Brief Peripheral Neuropathy Screen (BPNS) yang dikembangkan oleh AIDS Clinical Trials
Group (ACTG) merupakan instrumen sederhana dan mudah digunakan untuk skrining neuropati.
BPNS terdiri dari 3 keluhan subjektif dan 2 temuan objektif pemeriksaan neurologi, yaitu. adanya
sensasi nyeri atau rasa terbakar di tungkai dan kaki, parastesi di tungkai dan kaki dan sensasi baal
dan tebal di tungkai dan kaki dan adanya gangguan sensasi vibrasi pada distal ibu jari kaki dan
maleolus dan penurunan refleks achiles.
Pada neuropati HIV pemeriksaan elektroneurografi sering kali menunjukkan gambaran patologi
pada serabut saraf besar berupa penurunan amplitudo disertai dengan penurunan KHS (kecepatan
hantar saraf) saraf sensorik atau sensory nerve action potential (SNAP).
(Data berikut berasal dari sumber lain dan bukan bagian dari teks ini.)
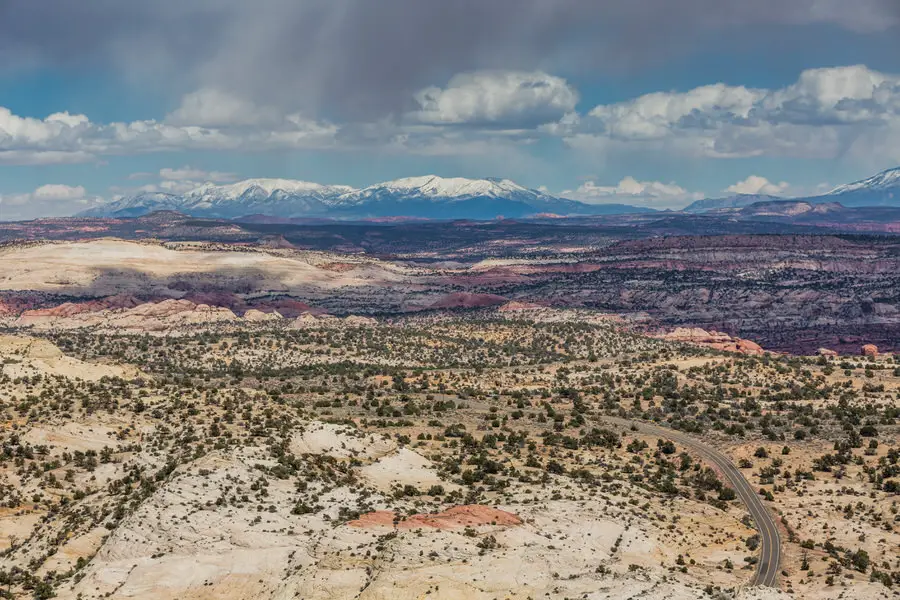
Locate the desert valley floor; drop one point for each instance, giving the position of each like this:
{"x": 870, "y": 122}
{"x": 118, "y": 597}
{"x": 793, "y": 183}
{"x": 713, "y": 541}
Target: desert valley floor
{"x": 220, "y": 420}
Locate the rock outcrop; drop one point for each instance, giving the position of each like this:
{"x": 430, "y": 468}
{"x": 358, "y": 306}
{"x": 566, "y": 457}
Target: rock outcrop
{"x": 167, "y": 315}
{"x": 468, "y": 300}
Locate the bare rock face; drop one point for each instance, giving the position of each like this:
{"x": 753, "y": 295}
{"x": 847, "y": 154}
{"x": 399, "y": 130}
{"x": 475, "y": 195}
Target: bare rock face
{"x": 162, "y": 316}
{"x": 714, "y": 339}
{"x": 358, "y": 321}
{"x": 258, "y": 316}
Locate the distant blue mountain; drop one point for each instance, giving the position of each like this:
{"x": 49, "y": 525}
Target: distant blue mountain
{"x": 424, "y": 197}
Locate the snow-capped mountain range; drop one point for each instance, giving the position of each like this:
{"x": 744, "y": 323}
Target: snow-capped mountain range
{"x": 427, "y": 197}
{"x": 882, "y": 189}
{"x": 435, "y": 197}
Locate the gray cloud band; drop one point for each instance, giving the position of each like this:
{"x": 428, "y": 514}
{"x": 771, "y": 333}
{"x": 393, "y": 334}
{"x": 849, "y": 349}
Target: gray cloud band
{"x": 359, "y": 59}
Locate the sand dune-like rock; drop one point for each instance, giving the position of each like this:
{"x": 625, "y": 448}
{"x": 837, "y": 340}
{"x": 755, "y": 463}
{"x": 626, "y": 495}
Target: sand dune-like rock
{"x": 22, "y": 356}
{"x": 149, "y": 317}
{"x": 516, "y": 305}
{"x": 307, "y": 320}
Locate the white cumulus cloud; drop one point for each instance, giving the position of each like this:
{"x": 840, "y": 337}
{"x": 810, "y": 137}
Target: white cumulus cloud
{"x": 50, "y": 200}
{"x": 756, "y": 184}
{"x": 631, "y": 191}
{"x": 508, "y": 98}
{"x": 827, "y": 113}
{"x": 190, "y": 173}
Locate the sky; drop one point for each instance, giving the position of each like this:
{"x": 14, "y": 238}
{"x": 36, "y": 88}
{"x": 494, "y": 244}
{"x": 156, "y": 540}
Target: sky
{"x": 649, "y": 102}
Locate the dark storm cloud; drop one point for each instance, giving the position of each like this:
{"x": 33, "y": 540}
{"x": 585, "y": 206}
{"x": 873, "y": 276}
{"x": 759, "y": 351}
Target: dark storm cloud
{"x": 365, "y": 58}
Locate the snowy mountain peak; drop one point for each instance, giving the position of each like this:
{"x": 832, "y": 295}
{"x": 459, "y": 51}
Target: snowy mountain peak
{"x": 267, "y": 186}
{"x": 432, "y": 185}
{"x": 428, "y": 196}
{"x": 883, "y": 181}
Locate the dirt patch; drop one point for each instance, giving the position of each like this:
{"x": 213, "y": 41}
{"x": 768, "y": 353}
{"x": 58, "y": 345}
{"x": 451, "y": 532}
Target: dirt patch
{"x": 470, "y": 515}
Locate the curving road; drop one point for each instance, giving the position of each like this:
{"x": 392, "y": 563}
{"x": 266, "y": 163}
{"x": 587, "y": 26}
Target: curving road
{"x": 769, "y": 538}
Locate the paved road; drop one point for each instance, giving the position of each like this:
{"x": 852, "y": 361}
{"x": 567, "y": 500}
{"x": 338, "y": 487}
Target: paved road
{"x": 770, "y": 540}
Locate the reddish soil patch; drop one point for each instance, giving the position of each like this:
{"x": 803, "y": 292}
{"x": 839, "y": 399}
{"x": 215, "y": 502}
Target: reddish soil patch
{"x": 467, "y": 300}
{"x": 469, "y": 515}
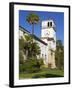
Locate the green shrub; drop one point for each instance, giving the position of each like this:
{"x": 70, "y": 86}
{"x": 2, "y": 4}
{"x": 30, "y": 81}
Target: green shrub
{"x": 30, "y": 66}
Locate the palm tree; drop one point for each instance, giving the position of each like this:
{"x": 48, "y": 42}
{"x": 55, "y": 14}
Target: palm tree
{"x": 32, "y": 19}
{"x": 59, "y": 54}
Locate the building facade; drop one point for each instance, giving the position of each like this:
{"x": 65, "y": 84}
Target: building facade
{"x": 47, "y": 42}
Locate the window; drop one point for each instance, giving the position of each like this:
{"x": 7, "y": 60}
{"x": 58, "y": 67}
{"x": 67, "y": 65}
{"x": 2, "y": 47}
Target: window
{"x": 50, "y": 24}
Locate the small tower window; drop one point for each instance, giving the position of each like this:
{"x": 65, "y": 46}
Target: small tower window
{"x": 50, "y": 24}
{"x": 42, "y": 55}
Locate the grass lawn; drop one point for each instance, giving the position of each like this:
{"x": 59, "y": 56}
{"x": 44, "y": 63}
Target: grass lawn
{"x": 46, "y": 73}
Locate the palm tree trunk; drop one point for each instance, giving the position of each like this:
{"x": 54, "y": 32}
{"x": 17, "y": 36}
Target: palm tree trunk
{"x": 33, "y": 28}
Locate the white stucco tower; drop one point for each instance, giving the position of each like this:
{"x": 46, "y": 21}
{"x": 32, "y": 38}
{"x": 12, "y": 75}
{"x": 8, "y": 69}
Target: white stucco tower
{"x": 48, "y": 35}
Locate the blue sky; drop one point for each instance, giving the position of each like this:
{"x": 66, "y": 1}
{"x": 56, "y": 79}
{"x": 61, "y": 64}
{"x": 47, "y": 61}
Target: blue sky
{"x": 58, "y": 18}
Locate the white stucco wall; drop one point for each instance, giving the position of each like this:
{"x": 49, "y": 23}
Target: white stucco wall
{"x": 44, "y": 52}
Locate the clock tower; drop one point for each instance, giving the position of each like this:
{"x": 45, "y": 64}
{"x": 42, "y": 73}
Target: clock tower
{"x": 48, "y": 35}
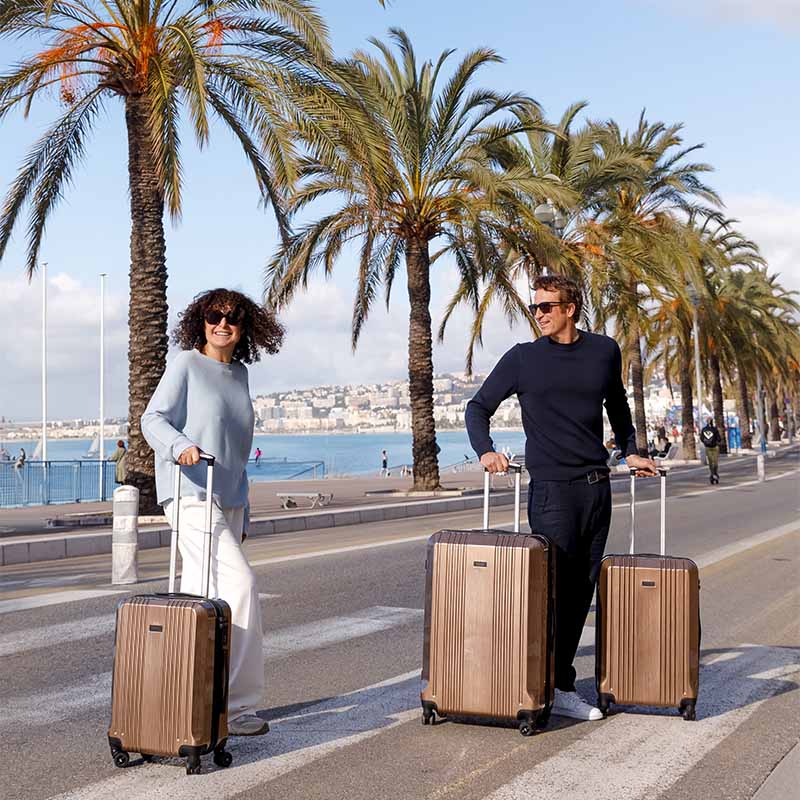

Walaupun demikian perlu
diingat bahwa pemeriksaan elektroneurografi tidak selalu memperlihatkan kelainan bila patologi
utama hanya pada serabut saraf kecil. Pemeriksaan Stimulated Skin Wrinkling (SSW) merupakan
pemeriksaan sederhana yang melihat adanya vasokonstriksi di kulit, akibat perangsangan serabut
saraf simpatis post-ganglion. Pemeriksaan ini memperlihatkan proses patologi pada serabut saraf
kecil memiliki korelasi terhadap penurunan densitas serabut saraf intraepidermal yang banyak
dijumpai pada neuropati HIV.
Hasil biopsi kulit dan saraf sebagai standar baku emas diagnosis neuropati dapat menunjukkan
adanya penurunan densitas serabut saraf bebas dan edema terminal saraf. Derajat kerusakan saraf
berkorelasi dengan nyeri neuropatik yang muncul. Biopsi saraf lebih jarang dikerjakan karena lebih
invasif, namun perlu dipikirkan pada pasien dengan manifestasi neuropati yang atipikal, progresif,
dan predominan saraf motorik.
e. Terapi
Sebagian besar kasus PSD pada HIV bersifat subklinis, namun adanya keluhan nyeri akan
menimbulkan masalah yaitu dapat mempengaruhi kualitas hidup dan mengaruhi adherence terhadap
pengobatan ARV.1 Terapi yang dipilih pada PSD HIV umunya terapi simtomatik untuk mengatasi
nyeri neuropatik yang dialami pasien. Obat yang sering digunakan antara lain gabapentin,
pregabalin, dan lamotrigin.2 Adjuvan nyeri berupa antidepresan juga sering ditambahkan, seperti
amitriptilin atau duloksetin. Namun hingga saat ini, nyeri neuropatik yang muncul pada HIV sangat
sulit diatasi. Masih dikembangkan berbagai uji klinik untuk mengatasi nyeri pada PSD HIV. Tiga
jenis pengobatan yang memperlihatkan efektivitas dalam uji klinik adalah capsaicin topikal,
cannabis and preparat Nerve Growth Factor.1
2. HIV-Associated Neurocognitive Disorders (HAND)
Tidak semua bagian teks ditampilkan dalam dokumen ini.